Fortunately, Logano doesn’t feel his team is that far off. Then again, the entire Cup Series field could say that because Logano said everything is fairly close.
“Last week, we had a top five coming and I sped on pit road, which that one stings a lot,” he said. “But outside of that, I’d say it was a pretty solid weekend, so our race teams still got it. We all just have to clean up a little bit. Obviously last weekend I made a mistake, and we’ve got to keep getting faster.
“I feel confident this weekend here in [North Wilkesboro]. We came and did the tire test, and I felt pretty good about what we had. Hopefully that transfers [to this weekend]. Charlotte, I don’t know. [Ryan] Blaney had a great run there [last year], so hopefully we can learn a lot from that.”
With 13 races down, there are 13 races left in the regular season. Over the next month, the series will run its longest race in the Coca-Cola 600, make a third trip to St. Louis, visit a repaved Sonoma Raceway and debut at Iowa Speedway.

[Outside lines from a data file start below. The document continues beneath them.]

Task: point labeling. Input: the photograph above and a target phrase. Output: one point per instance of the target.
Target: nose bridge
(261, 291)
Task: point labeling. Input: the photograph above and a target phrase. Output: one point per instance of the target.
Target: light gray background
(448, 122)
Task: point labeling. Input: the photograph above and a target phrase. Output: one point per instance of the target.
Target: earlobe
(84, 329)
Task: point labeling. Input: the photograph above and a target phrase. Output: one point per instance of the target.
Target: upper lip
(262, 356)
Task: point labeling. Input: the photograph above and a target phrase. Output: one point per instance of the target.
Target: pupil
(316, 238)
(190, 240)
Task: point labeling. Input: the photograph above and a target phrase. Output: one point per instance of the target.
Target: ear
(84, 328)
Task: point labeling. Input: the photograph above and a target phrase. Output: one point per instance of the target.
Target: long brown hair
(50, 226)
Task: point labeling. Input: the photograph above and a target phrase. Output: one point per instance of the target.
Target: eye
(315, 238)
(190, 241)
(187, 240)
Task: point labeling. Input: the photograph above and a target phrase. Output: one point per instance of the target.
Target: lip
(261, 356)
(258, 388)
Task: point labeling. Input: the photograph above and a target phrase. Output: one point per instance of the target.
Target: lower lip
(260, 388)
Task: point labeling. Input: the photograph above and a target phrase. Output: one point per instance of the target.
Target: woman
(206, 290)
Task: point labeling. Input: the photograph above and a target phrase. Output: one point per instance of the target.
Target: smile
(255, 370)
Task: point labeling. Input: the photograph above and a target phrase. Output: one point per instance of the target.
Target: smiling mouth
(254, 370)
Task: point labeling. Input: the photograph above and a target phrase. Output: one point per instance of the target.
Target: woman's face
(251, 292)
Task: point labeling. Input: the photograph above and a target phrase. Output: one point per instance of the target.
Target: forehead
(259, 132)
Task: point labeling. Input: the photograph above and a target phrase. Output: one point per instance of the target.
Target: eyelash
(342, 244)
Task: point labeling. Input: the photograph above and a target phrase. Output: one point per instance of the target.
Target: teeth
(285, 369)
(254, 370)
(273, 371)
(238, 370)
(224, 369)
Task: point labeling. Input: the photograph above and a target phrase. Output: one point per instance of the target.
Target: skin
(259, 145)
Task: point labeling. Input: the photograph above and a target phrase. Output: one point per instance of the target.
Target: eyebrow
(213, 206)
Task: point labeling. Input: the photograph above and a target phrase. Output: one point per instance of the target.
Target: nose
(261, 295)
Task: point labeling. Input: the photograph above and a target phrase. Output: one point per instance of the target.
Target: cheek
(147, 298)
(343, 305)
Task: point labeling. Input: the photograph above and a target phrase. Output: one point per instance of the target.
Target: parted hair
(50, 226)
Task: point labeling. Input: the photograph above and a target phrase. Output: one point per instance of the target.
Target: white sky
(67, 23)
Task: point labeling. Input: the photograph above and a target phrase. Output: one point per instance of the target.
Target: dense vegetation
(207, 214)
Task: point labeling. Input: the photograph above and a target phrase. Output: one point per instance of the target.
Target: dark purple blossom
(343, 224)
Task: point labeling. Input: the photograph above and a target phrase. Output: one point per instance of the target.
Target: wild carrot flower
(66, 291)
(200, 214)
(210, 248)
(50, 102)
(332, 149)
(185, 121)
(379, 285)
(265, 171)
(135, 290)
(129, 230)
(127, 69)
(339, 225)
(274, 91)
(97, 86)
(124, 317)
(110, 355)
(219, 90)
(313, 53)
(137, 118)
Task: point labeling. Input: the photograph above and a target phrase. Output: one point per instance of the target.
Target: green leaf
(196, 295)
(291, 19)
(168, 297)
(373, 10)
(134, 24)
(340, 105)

All of it sounds good to Logano.
“The [Coke] 600, I think I feel OK about,” he said. “Gateway has been a solid race for us the last two times we’ve been there, so I look forward to that one. Sonoma is repaved, so who the heck knows? Then Iowa — new tracks have been good, and short tracks have been good for us, as well.
“I like the way the schedule’s lined up the next few weeks.”